BOSTON – The debate has now been settled: John Kerry definitely served in Vietnam.

That was a major point of the Democratic Convention and of Kerry’s acceptance speech. This must be one of the great acts of chutzpah of all time: The party that made national politics safe for Vietnam draft avoiders in 1992 now considers Vietnam service arguably the foremost qualification for the presidency. But, hey, the Democrats are now the party of militaristic display and cultural conservatism.

The emphasis here on values, faith and patriotism was shrewd politics. But there was also something defensive and pleading about it, as if to say: “We can have values too. Isn’t that amazing? And we can even be religious, and incredibly enough, patriotic.” The last is a response to a phantom: the nonexistent Republican effort to “question the patriotism” of Democrats.

What is legitimately in question is whether Democrats can be trusted on national security. Although Kerry’s speech will probably help him in the short-run, it really raises more questions on national security than it answers. Kerry now thinks that Iraq was “a war of choice” based on a lie. So, why did he vote to authorize this war of choice and repeat “lies” about Saddam Hussein’s weapons of mass destruction?

A hallmark of garden-variety patriotism is pride in country. Kerry took up this question with a strange formulation: “I am determined now to restore that pride to all who look to America.” In other words, he is going to make people in other countries proud of us. How about our pride? That apparently can wait while we apologize to Old Europe for liberating Iraq.

Along with “liberal,” “liberation” was the other forbidden L-word at this convention. Out of dozens of speakers, only poor Joe Lieberman thanked U.S. troops for liberating Afghanistan and Iraq, and he received tepid applause. Democrats want to honor the troops only for their suffering, not for the things they accomplish. Kerry didn’t even thank the troops for Afghanistan, a war he still supports (presumably, for now).

Kerry said “strength is more than tough words.” But this is a truism he apparently doesn’t take to heart, because his foreign-policy “strength” mostly consists of repeating the word “strong” over and over again. Kerry pledged to wage a campaign against proliferation “to keep the most dangerous weapons in the world out of the most dangerous hands in the world.” Nice words, but how exactly? Wouldn’t toppling Saddam, a tyrant who refused to cooperate with U.N. weapons inspectors – in the process getting Libya to give up its weapons too – qualify as an important aspect of such an anti-proliferation campaign?

Kerry says he would never give a foreign country a veto over U.S. national security. Tough words, but Kerry has precisely given France and others a veto over his Iraq position – he would have been in favor of it, only if they had been in favor of it.

But these kinds of forward actions aren’t going to be a part of Kerry’s foreign policy. He said as much: “Today, our national security begins with homeland security.” Kerry thus essentially vows to play defense in the war on terror, trying to fight it with border inspectors and first responders.

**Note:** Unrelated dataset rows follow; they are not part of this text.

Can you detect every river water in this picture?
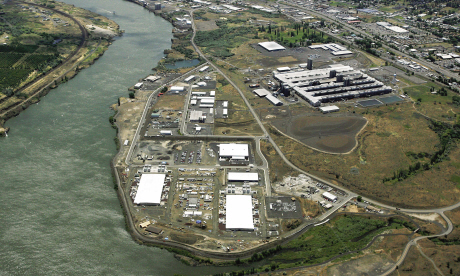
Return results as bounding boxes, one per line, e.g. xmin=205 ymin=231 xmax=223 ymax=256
xmin=0 ymin=1 xmax=235 ymax=275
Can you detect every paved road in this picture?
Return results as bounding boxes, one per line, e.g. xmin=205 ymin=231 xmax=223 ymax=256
xmin=279 ymin=0 xmax=459 ymax=80
xmin=118 ymin=6 xmax=460 ymax=275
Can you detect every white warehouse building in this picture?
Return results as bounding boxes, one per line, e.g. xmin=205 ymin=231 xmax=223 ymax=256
xmin=225 ymin=195 xmax=254 ymax=231
xmin=228 ymin=172 xmax=259 ymax=182
xmin=219 ymin=143 xmax=249 ymax=161
xmin=134 ymin=174 xmax=166 ymax=205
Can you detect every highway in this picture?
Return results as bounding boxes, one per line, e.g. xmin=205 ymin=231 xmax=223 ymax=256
xmin=117 ymin=6 xmax=459 ymax=275
xmin=279 ymin=0 xmax=459 ymax=80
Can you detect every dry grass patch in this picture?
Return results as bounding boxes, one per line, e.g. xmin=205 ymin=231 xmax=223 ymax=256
xmin=154 ymin=94 xmax=185 ymax=110
xmin=267 ymin=103 xmax=460 ymax=208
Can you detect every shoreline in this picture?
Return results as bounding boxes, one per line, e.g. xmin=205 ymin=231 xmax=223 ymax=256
xmin=0 ymin=0 xmax=122 ymax=136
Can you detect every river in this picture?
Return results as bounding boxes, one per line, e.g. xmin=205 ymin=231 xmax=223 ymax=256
xmin=0 ymin=0 xmax=236 ymax=275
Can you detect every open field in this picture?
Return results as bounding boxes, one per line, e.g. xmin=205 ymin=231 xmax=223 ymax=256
xmin=154 ymin=94 xmax=185 ymax=110
xmin=403 ymin=82 xmax=460 ymax=123
xmin=260 ymin=140 xmax=297 ymax=183
xmin=272 ymin=114 xmax=367 ymax=154
xmin=212 ymin=73 xmax=263 ymax=136
xmin=266 ymin=103 xmax=460 ymax=208
xmin=214 ymin=110 xmax=262 ymax=136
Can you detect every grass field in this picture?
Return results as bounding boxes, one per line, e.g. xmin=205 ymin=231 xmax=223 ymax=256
xmin=403 ymin=82 xmax=460 ymax=122
xmin=154 ymin=94 xmax=185 ymax=110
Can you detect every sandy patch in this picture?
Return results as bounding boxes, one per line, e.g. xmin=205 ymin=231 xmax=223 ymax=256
xmin=86 ymin=24 xmax=117 ymax=37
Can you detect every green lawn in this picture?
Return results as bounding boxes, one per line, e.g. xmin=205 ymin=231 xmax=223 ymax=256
xmin=403 ymin=82 xmax=452 ymax=103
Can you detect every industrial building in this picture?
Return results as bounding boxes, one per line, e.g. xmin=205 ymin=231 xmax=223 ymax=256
xmin=258 ymin=41 xmax=286 ymax=52
xmin=219 ymin=143 xmax=249 ymax=161
xmin=376 ymin=22 xmax=408 ymax=33
xmin=322 ymin=192 xmax=337 ymax=202
xmin=189 ymin=110 xmax=205 ymax=122
xmin=170 ymin=86 xmax=185 ymax=93
xmin=134 ymin=174 xmax=166 ymax=205
xmin=225 ymin=195 xmax=254 ymax=231
xmin=252 ymin=88 xmax=283 ymax=106
xmin=309 ymin=43 xmax=352 ymax=55
xmin=199 ymin=66 xmax=209 ymax=72
xmin=228 ymin=172 xmax=259 ymax=182
xmin=184 ymin=75 xmax=195 ymax=83
xmin=319 ymin=105 xmax=339 ymax=113
xmin=274 ymin=64 xmax=392 ymax=106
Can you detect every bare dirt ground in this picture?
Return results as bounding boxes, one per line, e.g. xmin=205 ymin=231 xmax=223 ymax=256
xmin=112 ymin=97 xmax=146 ymax=166
xmin=86 ymin=24 xmax=117 ymax=37
xmin=272 ymin=114 xmax=367 ymax=154
xmin=194 ymin=20 xmax=218 ymax=31
xmin=153 ymin=94 xmax=185 ymax=110
xmin=327 ymin=254 xmax=395 ymax=276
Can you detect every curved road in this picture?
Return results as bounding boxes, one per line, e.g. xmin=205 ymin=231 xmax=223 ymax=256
xmin=117 ymin=5 xmax=459 ymax=276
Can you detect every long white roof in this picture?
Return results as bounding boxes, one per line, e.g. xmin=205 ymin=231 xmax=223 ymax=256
xmin=219 ymin=143 xmax=248 ymax=157
xmin=134 ymin=174 xmax=166 ymax=205
xmin=258 ymin=41 xmax=286 ymax=51
xmin=228 ymin=172 xmax=259 ymax=181
xmin=226 ymin=195 xmax=254 ymax=230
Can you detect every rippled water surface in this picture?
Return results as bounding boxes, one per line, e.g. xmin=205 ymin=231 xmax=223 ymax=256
xmin=0 ymin=1 xmax=235 ymax=275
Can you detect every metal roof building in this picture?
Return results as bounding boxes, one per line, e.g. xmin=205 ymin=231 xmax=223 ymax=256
xmin=219 ymin=143 xmax=249 ymax=160
xmin=274 ymin=64 xmax=392 ymax=106
xmin=134 ymin=174 xmax=166 ymax=205
xmin=189 ymin=110 xmax=205 ymax=122
xmin=266 ymin=94 xmax=283 ymax=106
xmin=226 ymin=195 xmax=254 ymax=231
xmin=322 ymin=192 xmax=337 ymax=202
xmin=228 ymin=172 xmax=259 ymax=182
xmin=319 ymin=105 xmax=340 ymax=113
xmin=253 ymin=88 xmax=270 ymax=97
xmin=258 ymin=41 xmax=286 ymax=52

The most important aspect of U.S. domestic counterterrorism has been the Patriot Act. But Kerry apparently isn’t a fan. He said, in a pointed reference to John Ashcroft, that he will “appoint an attorney general who actually upholds the Constitution.” Unless this was just a gratuitous smear, Kerry must have been referring to the Ashcroft-supported Patriot Act, and was certainly playing to paranoia about it. But he’s strong on fighting terrorism …

Kerry unleashed this zinger in a speech devoted to optimism. In Boston, Democrats mastered the art of positive negativity. They professed their deep yearning for national unity at the same time as they denounced the president as a reckless liar. But who needs coherence or internal consistency when John Kerry served in Vietnam?